I have been with my partner for over two years now. We are engaged to be married and she has two teenage kids which I love like my own. The children have been in my life for over four years and I can say I have been more like a student than a teacher. They have opened me up to new viewpoints and possibilities. They are adolescents and adults ready to take on the world in their own way. I have experience with parenting teens but not a new born so I was not sure how to advise the parents to be. All I can do is try to be as much as a resource to them as possible.
We get a call 3 A.M. in the morning about her labour pains. I suit up and start the car and proceed to pick them up and head to the Hospital. Proceed to the Birthing Unit and we are informed by the nurse that it is a false alarm. At first we are upset about it but we are reminded that it is a practice run. "We are not talking about the game, we are talking about practice." I remember Allen Iverson's quote when I think about the whole thing. Well, I know the shortcuts to the hospital and I certainly think I am prepared for the main event.

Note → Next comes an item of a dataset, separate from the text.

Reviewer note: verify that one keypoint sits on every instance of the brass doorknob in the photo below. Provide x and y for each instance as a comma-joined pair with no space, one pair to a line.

Could I ever be so wrong; the main event began on April 7th, 2011-a week ahead of schedule. This led to another trip to the Birthing Unit at the Hospital. I get there in record time without any observed moving violations. She well received by the hospital's staff and the waiting period begins. I am waiting in a room with my partner and the father to be. I try to offer some support but am not sure what to do or say. The labour is a long process from what I have been told. I get a chance to see the expectant mother in her room. She has already met with the doctor, her contractions are monitored, so are her vital signs as well as the baby's. I look around the room to see the different posters or fact sheets explaining birth. She has to go from one centimeters of dilation to 10 centimeters, I can only offer little and outdated advise. She informs me that Lamaze is a thing of the past, much to my surprise.

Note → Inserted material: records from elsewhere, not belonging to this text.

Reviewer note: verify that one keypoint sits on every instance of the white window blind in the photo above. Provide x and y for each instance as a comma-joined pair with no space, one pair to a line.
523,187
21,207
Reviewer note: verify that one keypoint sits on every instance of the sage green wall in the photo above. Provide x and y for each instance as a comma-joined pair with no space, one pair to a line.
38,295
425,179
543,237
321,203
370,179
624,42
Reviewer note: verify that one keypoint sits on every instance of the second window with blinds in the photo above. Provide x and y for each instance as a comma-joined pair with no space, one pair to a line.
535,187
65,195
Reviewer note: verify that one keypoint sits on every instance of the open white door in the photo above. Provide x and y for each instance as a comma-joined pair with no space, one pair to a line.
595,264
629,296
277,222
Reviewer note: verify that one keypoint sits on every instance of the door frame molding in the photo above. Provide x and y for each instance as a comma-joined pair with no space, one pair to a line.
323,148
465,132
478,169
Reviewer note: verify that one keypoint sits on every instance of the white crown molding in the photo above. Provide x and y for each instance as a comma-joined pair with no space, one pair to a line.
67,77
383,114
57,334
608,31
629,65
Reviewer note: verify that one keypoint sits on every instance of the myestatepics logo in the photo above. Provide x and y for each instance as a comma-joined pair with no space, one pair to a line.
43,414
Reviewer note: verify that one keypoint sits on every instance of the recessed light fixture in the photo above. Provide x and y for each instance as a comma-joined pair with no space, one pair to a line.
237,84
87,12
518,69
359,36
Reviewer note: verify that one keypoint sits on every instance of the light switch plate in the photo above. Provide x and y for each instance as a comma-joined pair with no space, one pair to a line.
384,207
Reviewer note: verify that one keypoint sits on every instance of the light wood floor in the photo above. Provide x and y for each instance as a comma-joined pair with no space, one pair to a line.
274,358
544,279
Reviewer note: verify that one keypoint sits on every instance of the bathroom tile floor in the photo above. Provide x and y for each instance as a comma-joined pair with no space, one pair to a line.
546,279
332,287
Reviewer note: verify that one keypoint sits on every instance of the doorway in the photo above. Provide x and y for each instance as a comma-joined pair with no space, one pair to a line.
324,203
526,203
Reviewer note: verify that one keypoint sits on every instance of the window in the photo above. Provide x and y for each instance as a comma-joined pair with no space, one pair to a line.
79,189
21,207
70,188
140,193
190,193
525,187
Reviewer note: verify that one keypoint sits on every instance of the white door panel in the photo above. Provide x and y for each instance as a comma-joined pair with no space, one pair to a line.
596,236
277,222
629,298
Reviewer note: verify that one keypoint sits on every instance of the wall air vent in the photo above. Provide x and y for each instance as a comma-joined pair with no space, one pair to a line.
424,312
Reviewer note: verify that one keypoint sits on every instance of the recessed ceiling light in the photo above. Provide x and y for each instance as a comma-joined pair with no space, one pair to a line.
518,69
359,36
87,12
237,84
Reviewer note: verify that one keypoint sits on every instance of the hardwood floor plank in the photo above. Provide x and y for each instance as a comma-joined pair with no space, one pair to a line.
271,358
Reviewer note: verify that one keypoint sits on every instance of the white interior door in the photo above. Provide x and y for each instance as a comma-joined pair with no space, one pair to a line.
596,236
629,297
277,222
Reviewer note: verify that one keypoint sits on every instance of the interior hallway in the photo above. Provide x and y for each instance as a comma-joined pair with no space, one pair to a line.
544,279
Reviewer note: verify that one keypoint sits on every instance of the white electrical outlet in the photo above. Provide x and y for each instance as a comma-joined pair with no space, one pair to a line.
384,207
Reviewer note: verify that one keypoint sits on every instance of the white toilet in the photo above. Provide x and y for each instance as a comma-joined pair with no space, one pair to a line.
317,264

Hours go by and the village members start to congregate in support of the new addition. Many of them travel hundreds of miles to show support. I amazed and astonished about this fact. We all stand around patiently waiting in the hospital for the bundle of joy to arrive. It is a stressful situation made easier by their arrival. After hours of waiting at the hospital, I decide to leave and get some rest.
It is 8:05 A.M. in the morning on April 8th, 2011. I receive a call from my significant other. She informs me that we have a new addition to the family. He is a beautiful baby boy, he weighs 7 pounds 11 ounces and is roughly 20 inches tall. I head to the hospital again to see the new baby, one that will eventually call me GRANDPA. He is absolutely amazing, I look at the mother, she has put up with a lot of pain and is recovering quite nicely. The father is full of emotion and joy. It is hard to explain only a picture can accurately describe it because "a picture is worth a thousand words." This is certainly true indeed. I won't give you the baby's name but he is named after an ancient Egyptian mythical bird that reincarnates itself every thousand years to form a new beginning.